Cloud-gaming:Analysis of Google Stadia traffic

TL;DR

This paper analyzes Google Stadia's cloud gaming traffic, revealing its characteristics, protocol usage, and how it adapts to network changes, providing insights for network planning and resource management.

Contribution

It offers a comprehensive traffic measurement and analysis of Stadia, including protocol identification, traffic patterns, and a traffic model for simulations, which is novel in cloud gaming research.

Findings

Stadia traffic involves specific protocols for signaling and media content.

Traffic patterns vary with game type, resolution, and codec.
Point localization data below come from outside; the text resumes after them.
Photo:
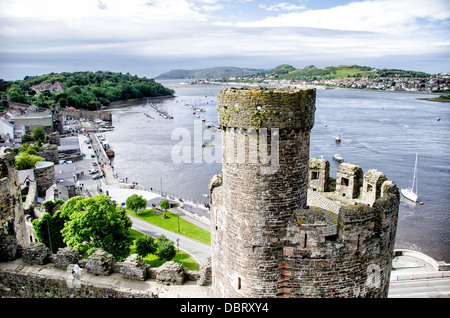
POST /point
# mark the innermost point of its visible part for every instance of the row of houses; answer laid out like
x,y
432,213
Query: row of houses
x,y
52,88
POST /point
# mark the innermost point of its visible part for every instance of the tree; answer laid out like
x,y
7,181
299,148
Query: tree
x,y
165,205
166,249
39,133
48,230
145,245
136,203
26,161
96,223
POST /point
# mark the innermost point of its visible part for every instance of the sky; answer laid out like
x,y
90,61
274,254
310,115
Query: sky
x,y
150,37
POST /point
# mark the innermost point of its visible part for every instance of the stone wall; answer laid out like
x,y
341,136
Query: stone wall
x,y
13,234
39,273
266,241
44,174
251,208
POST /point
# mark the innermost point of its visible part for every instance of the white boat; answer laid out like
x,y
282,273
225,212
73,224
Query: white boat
x,y
338,138
411,193
338,157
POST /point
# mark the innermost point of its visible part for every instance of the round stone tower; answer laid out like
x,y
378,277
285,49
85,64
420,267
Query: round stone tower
x,y
264,179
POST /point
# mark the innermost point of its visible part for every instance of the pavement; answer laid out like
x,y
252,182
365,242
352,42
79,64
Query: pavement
x,y
119,190
413,275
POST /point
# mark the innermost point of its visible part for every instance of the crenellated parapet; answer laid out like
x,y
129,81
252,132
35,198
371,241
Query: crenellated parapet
x,y
293,231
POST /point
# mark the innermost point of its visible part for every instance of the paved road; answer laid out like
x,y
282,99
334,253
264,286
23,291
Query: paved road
x,y
420,288
199,251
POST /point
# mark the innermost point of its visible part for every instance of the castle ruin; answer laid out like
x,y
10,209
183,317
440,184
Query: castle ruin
x,y
280,225
292,231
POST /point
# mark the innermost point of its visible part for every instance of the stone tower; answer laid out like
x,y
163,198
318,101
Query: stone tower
x,y
265,141
272,236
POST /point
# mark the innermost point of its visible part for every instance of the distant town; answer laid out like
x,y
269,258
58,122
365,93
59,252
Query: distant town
x,y
344,76
433,84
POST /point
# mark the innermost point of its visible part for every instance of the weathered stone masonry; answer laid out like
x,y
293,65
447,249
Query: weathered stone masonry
x,y
266,241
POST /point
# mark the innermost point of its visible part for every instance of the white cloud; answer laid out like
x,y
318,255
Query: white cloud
x,y
118,31
390,16
284,6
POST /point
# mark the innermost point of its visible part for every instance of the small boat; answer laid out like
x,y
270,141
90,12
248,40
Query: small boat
x,y
411,193
338,157
338,138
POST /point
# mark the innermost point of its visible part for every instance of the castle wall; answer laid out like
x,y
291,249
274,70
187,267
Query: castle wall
x,y
13,234
266,242
251,209
44,174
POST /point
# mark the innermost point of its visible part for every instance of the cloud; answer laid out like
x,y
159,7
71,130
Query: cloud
x,y
372,16
141,32
282,7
Stadia adapts to network capacity changes and exhibits distinct characteristics from other streaming services.

Abstract

Interactive, real-time, and high-quality cloud video games pose a serious challenge to the Internet due to simultaneous high-throughput and low round trip delay requirements. In this paper, we investigate the traffic characteristics of Stadia, the cloud-gaming solution from Google, which is likely to become one of the dominant players in the gaming sector. To do that, we design several experiments, and perform an extensive traffic measurement campaign to obtain all required data. Our first goal is to gather a deep understanding of Stadia traffic characteristics by identifying the different protocols involved for both signalling and video/audio contents, the traffic generation patterns, and the packet size and inter-packet time probability distributions. Then, our second goal is to understand how different Stadia games and configurations, such as the video codec and the video resolution selected, impact on the characteristics of the generated traffic. We also evaluate the ability of Stadia to adapt to different link capacity conditions, including cases where the capacity drops suddenly, as well as sudden increases in the network latency. Our results and findings, besides illustrating the characteristics of Stadia traffic, are also valuable for planning and dimensioning future networks, as well as for designing new resource management strategies. Finally, we compare Stadia traffic to other video streaming applications, showcasing the main differences between them, and introduce a traffic model using our captures. We show that this model can be used in simulations to further investigate the network performance in presence of Stadia traffic.